• Christian Hundsrucker, Philipp Skroblin, Frank Christian, Hans-Michael Zenn, Viola Popara, Mangesh Joshi, Jenny Eichhorst, Burkhard Wiesner, Friedrich W Herberg, Bernd Reif, Walter Rosenthal, and Enno Klussmann.
• Leibniz Institute for Molecular Pharmacology, Robert-Rössle-Strasse 10, 13125 Berlin, Germany.
• J. Biol. Chem. 2010 Feb 19; 285 (8): 5507-21.

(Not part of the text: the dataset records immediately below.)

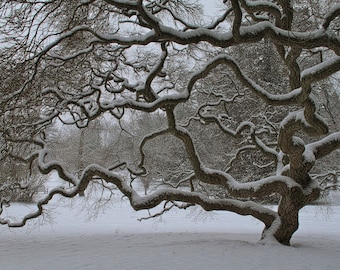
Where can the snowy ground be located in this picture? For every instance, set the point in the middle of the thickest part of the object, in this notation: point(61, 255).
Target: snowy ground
point(180, 240)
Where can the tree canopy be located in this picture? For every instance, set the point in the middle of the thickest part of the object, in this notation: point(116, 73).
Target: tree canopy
point(222, 111)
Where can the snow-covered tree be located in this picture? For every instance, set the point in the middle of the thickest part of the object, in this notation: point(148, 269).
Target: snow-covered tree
point(162, 57)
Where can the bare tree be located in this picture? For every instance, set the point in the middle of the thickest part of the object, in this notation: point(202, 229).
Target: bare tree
point(127, 60)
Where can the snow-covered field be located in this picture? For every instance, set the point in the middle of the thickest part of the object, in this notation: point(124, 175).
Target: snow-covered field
point(190, 239)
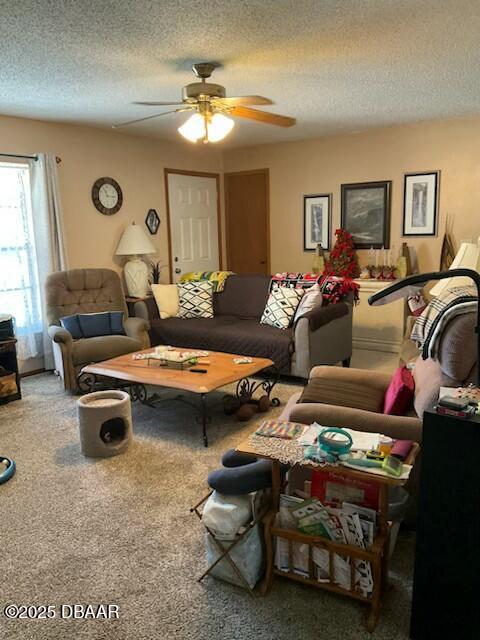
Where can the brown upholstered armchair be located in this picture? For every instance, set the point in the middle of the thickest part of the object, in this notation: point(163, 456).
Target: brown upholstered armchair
point(88, 291)
point(354, 397)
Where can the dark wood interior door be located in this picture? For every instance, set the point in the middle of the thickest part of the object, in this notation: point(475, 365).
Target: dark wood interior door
point(247, 221)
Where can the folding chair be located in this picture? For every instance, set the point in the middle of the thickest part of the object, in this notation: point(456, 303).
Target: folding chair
point(230, 544)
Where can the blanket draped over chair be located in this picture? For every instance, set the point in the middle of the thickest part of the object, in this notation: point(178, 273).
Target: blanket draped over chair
point(429, 326)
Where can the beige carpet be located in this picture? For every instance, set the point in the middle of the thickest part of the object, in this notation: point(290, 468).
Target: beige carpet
point(118, 530)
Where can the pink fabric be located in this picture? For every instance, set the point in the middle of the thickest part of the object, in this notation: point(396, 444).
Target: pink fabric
point(399, 394)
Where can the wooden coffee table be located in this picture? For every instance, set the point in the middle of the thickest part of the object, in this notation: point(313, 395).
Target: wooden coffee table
point(135, 375)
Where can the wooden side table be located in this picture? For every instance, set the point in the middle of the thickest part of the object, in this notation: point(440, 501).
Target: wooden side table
point(131, 303)
point(377, 554)
point(9, 369)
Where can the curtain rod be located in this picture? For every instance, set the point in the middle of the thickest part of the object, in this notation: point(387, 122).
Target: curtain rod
point(14, 155)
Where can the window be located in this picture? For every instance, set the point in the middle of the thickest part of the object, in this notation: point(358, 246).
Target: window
point(19, 281)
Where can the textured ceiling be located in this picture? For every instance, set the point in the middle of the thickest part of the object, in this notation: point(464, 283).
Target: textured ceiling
point(342, 65)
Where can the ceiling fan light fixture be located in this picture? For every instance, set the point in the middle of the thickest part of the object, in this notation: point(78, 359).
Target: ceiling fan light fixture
point(209, 128)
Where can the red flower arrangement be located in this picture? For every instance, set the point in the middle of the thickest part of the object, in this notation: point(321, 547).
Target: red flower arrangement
point(343, 260)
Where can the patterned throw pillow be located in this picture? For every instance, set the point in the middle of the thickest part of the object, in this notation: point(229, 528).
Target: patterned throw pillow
point(281, 306)
point(195, 300)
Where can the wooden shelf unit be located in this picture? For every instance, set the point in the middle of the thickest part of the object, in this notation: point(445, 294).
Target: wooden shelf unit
point(377, 554)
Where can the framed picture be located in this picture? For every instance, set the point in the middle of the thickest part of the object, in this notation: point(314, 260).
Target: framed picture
point(316, 221)
point(420, 203)
point(366, 213)
point(152, 221)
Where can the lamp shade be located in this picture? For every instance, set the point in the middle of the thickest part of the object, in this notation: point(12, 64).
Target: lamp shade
point(134, 241)
point(468, 257)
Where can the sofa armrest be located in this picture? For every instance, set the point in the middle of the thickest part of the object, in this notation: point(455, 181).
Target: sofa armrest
point(321, 315)
point(146, 309)
point(376, 380)
point(60, 335)
point(397, 427)
point(345, 387)
point(137, 328)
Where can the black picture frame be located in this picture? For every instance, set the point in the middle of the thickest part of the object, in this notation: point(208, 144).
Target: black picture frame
point(152, 221)
point(377, 224)
point(430, 210)
point(309, 243)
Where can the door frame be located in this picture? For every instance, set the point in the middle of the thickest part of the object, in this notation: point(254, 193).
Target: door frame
point(196, 174)
point(266, 172)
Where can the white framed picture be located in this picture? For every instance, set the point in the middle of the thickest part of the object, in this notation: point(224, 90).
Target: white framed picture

AbstractA-kinase anchoring proteins (AKAPs) include a family of scaffolding proteins that target protein kinase A (PKA) and other signaling proteins to cellular compartments and thereby confine the activities of the associated proteins to distinct regions within cells. AKAPs bind PKA directly. The interaction is mediated by the dimerization and docking domain of regulatory subunits of PKA and the PKA-binding domain of AKAPs. Analysis of the interactions between the dimerization and docking domain and various PKA-binding domains yielded a generalized motif allowing the identification of AKAPs. Our bioinformatics and peptide array screening approaches based on this signature motif identified GSKIP (glycogen synthase kinase 3beta interaction protein) as an AKAP. GSKIP directly interacts with PKA and GSK3beta (glycogen synthase kinase 3beta). It is widely expressed and facilitates phosphorylation and thus inactivation of GSK3beta by PKA. GSKIP contains the evolutionarily conserved domain of unknown function 727. We show here that this domain of GSKIP and its vertebrate orthologues binds both PKA and GSK3beta and thereby provides a mechanism for the integration of PKA and GSK3beta signaling pathways.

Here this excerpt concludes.